Incidents/2022-12-09 MediaWiki REST API

From Wikitech

document status: draft

Summary

Incident metadata (see Incident Scorecard)
Incident ID 2022-12-09 MediaWiki REST API Start 2022-12-06 12:27:18
Task T324801 End 2022-12-09 02:39:00
People paged 14 Responder count 5
Coordinators Legoktm Affected metrics/SLOs
Impact Visual diffs would have shown no changes (common feature, ~100,000 users of the beta feature on enwiki), and editing old revisions using the VisualEditor would not have worked (rare)

A change in the MediaWiki REST API caused requests for old revisions to serve the current revision. It was noticed because visual diffs were all indicating no changes happened.

Timeline

All times in UTC.

2022-12-06

  • 12:27 MediaWiki 1.40.0-wmf.13 deployment starts to group0 (problems begin)

2022-12-08

2022-12-09

  • 01:55 Arlolra alerts Transformers group chat that there's an active UBN
  • 02:04 Legoktm #pages _security channel and then uses Klaxon
  • 02:08 cwhite, legoktm, TheresNoTime start discussing in #wikimedia-operations
  • 02:08 cscott recommends a train rollback on Phabricator
  • 02:17 cwhite begins train rollback from group2 to group1
  • 02:39 train rollback complete (problems resolved on group2 wikis, but continue on group0 and group1 wikis)
  • 04:15 ssastry identifies the culprit via git bisect on Phabricator
  • 04:52 ssastry uploads initial patch https://gerrit.wikimedia.org/r/866527 (PS2 uploaded at 05:15, 7 minutes after CI fails)
  • 08:14 dkinzler C+2s
  • 08:37 merged to master
  • 10:41 ladsgroup cherry-picks to 1.40.0-wmf.13
  • 10:51 ladsgroup: backport deployed to testservers (SAL)
  • 11:00 initial testing by ladsgroup on group1 itwiki (still running wmf.13) is inconclusive due to caching
  • 11:02 ladgroup completes deploy after resolving test issue (fix is now live on group0 and group1) (SAL)
  • 13:13 hashar rolls group2 forward to wmf.13

Detection

The issue was manually detected by a human.

Conclusions

What went well?

  • Train rollback resolved the issue on group2 wikis, no immediate issues or regressions caused by the rollback itself

What went poorly?

  • The bug made it all the way to group2 before being noticed by a human
    • Phpunit tests for the ParsoidHandler::wt2html() method in MW core existed but were using the current revision ID.
    • Mocha tests for the page/html/{title}/{revid} endpoint in the Parsoid extension existed but were using the current revision ID.
    • No tests exist for the visual diff feature in VisualEditor.
    • The visual diff feature in VisualEditor isn't accessed frequently enough in group0/group1 to facilitate earlier detection.
  • The train rollback took 22 minutes, updating wikiversions in case of rollback should be near immediate
  • The bug was detected fairly late in the evening US time.

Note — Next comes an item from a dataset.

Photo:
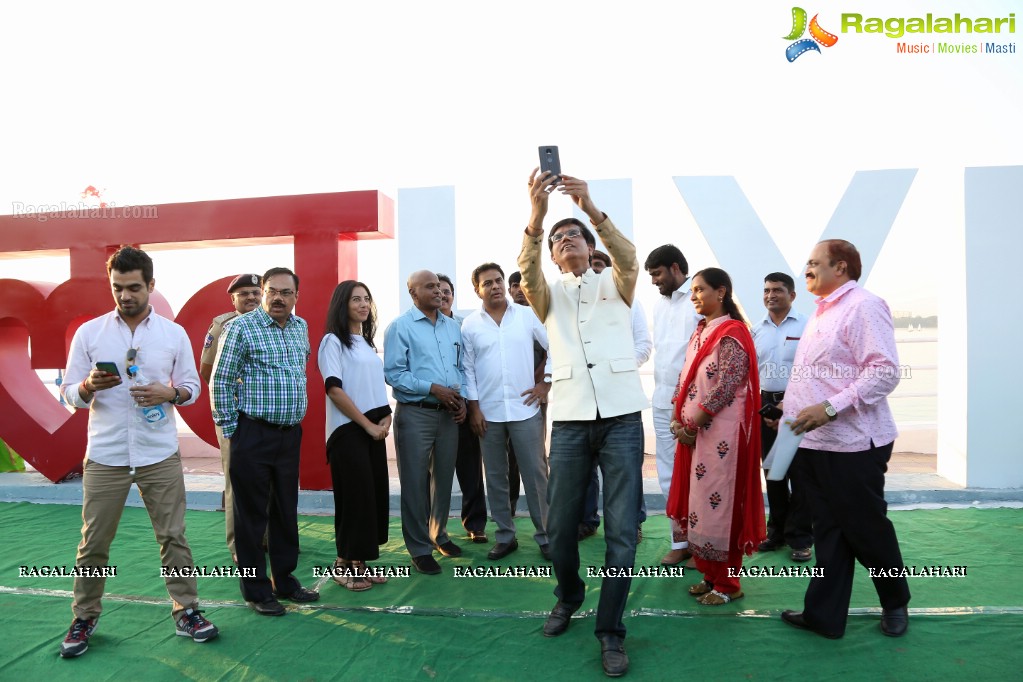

The author of the root cause patch was offline (european time) and the Content-Transform-Team members had to scramble and cancel/rearrange dinner and evening plans.

Where did we get lucky?

  • The train rollback was safe. Had there been a risky (non-revertible) change, it would have needed more time to identify the problematic commit and selectively revert.
  • No regressions from the Parsoid version downgrade, which was an untested scenario. After the rollback, RESTBase will continue to serve 2.7.0 version content (for titles where that version had been stored) whereas Parsoid (after rollback) doesn't know about version 2.7.0. There was a concern the REST API would reject Parsoid HTML v2.7.0 when submitted for saves. But, that didn't manifest. It would be useful to document and test this rollback behavior more thoroughly.
  • There's a similar possible rollback issue with ParserCache changes, and Subbu has been working on changes to the representation of Table of Contents information in the ParserCache. These rollback paths have more CI support for ensuring backward compatibility, but /forward/ compatibility of parser cache contents is only enforced by using a disciplined patch sequence which is (AFAIK) undocumented. In the worse-case scenario, we would have discovered that an unrelated parsercache migration also prevented a clean rollback.
  • The content transform team has a out-of-band signal chat for emergencies but which is probably not useful to wake up members in the night. The incident coordinator, legoktm, was on that channel having participated in a previous year's offsite, and so was able to use it to quickly contact the content transform team and coordinate a response. If the incident had occurred a few hours later, both the north american and european responders might have been asleep.
  • Subbu was able to work late into his evening and prepare an initial fix, which was then reviewed and deployed early in the morning europe time.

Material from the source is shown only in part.